AFTER A LATE breakfast of coffee and a cold taco, Sebastian walked down the street to the basketball courts. There was an inherent fluidity to the game he’d always been drawn to, finding solace and escape in it since childhood. Though no longer in any decent physical shape, he had maintained a silky, suburban jump shot, and sometimes worked into games as a substitute. A citywide tournament was under way, though, so after watching the second half of a game between two Asian Harlem teams, he returned home.

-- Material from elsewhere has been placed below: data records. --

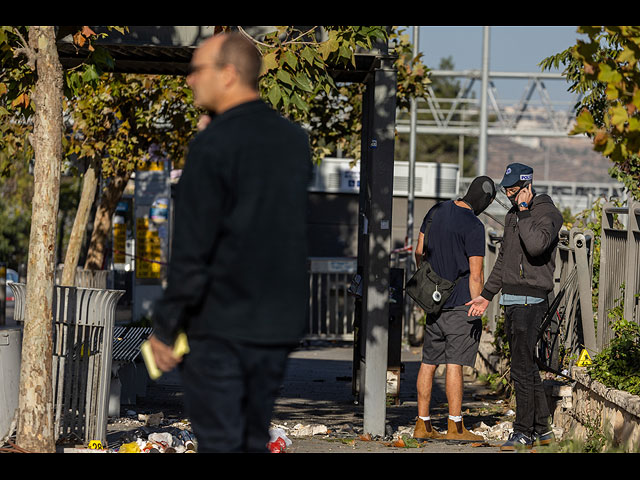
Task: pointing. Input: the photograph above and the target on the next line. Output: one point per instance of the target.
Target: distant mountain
(555, 159)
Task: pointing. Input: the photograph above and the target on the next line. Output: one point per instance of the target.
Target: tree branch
(25, 50)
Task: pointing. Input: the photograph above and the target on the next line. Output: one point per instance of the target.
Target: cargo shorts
(452, 337)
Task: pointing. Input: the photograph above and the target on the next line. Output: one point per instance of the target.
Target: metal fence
(83, 323)
(619, 266)
(331, 309)
(88, 278)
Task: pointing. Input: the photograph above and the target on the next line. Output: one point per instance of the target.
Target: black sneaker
(517, 440)
(543, 438)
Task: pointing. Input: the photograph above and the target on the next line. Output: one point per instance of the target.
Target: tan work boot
(424, 431)
(457, 431)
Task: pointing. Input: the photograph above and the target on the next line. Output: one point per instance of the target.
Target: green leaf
(584, 123)
(290, 59)
(619, 117)
(284, 77)
(608, 74)
(274, 95)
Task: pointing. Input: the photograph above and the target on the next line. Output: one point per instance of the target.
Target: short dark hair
(239, 51)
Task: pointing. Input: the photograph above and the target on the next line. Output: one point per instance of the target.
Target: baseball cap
(517, 174)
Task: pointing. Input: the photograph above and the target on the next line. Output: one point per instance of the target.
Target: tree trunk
(89, 187)
(35, 407)
(111, 195)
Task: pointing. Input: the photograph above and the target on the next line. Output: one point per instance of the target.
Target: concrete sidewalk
(318, 412)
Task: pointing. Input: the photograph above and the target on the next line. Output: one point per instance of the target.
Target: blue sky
(512, 49)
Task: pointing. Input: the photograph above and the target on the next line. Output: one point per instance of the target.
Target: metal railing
(88, 278)
(82, 331)
(331, 309)
(619, 266)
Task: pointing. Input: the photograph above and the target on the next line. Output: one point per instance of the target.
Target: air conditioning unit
(432, 180)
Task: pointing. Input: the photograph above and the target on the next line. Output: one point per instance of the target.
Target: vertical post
(579, 244)
(482, 149)
(408, 303)
(376, 199)
(632, 280)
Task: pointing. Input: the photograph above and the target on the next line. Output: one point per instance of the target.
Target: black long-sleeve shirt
(238, 267)
(526, 261)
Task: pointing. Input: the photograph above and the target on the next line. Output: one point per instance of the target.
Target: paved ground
(317, 412)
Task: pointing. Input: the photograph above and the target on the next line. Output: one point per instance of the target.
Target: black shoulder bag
(428, 289)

In front of his building, a man in rags sorted through the trash, collecting bottles. Sebastian thought he resembled the man from the subway tunnel but that wasn’t possible. What is it called when you think all homeless people look alike? Sebastian asked himself. Homeless-ist? He didn’t know.

“Change?” the man asked Sebastian.

“I can make you a sandwich,” Sebastian said.

“From the ashes, holy redemption,” the man in rags said, pointing to the bottles. Sebastian figured that a no and walked up to his apartment.

He made himself a sandwich and turned on the television. The Great Tet Raid was on again. He’d loved the movie as a kid and so had all his friends. What American boy hadn’t wanted to grow up to be the young marine captain stranded behind enemy lines, destined to save the war and someday become president? Sebastian watched until General Giap refused to flee the coming air strike, choosing instead to die in place with his men.

“I don’t know what god you worship,” Sebastian said along with George Clooney’s square-jawed marine captain. “But He’s about to get a hell of a fighting man.”

That marine captain was Chuck Robb, of course. Champion of the Third Way. His lone White House term had proven a rocky one, the old radicals on the left and the young hawks on the right revolting against Robb’s tenuous centrist platform. LBJ’s heroic son-in-law met the same political fate as the old man. Like many moderates of her generation, Sebastian’s mom pointed to the Palm Sunday attacks for the collapse of the two-party system, for the apparent end to American bipartisanship. It hadn’t always been like this, she said. Sebastian wasn’t sure. He wondered if the attacks had just hastened the inevitable.

Sebastian turned off the television and went to his computer. Four emails awaited. One was spam, a chain letter imploring a return to the gold standard. He deleted that one. The second, a note from his dad. He replied to that one. The third, a newsletter from a local protest group he’d made the mistake of giving his contact info to. He supported reform in the rehabilitation colonies as much as the next liberal arts major, but these people wanted to abolish them, outright. Where would veterans with troubles go? They never answered that. The fourth email was from Britt Swenson.

Hi. Got your email from Mia. Wanted to invite you to the Temple tonight, some great bands. Link below with directions. My brother will be there, too. And did I mention two free drink tickets???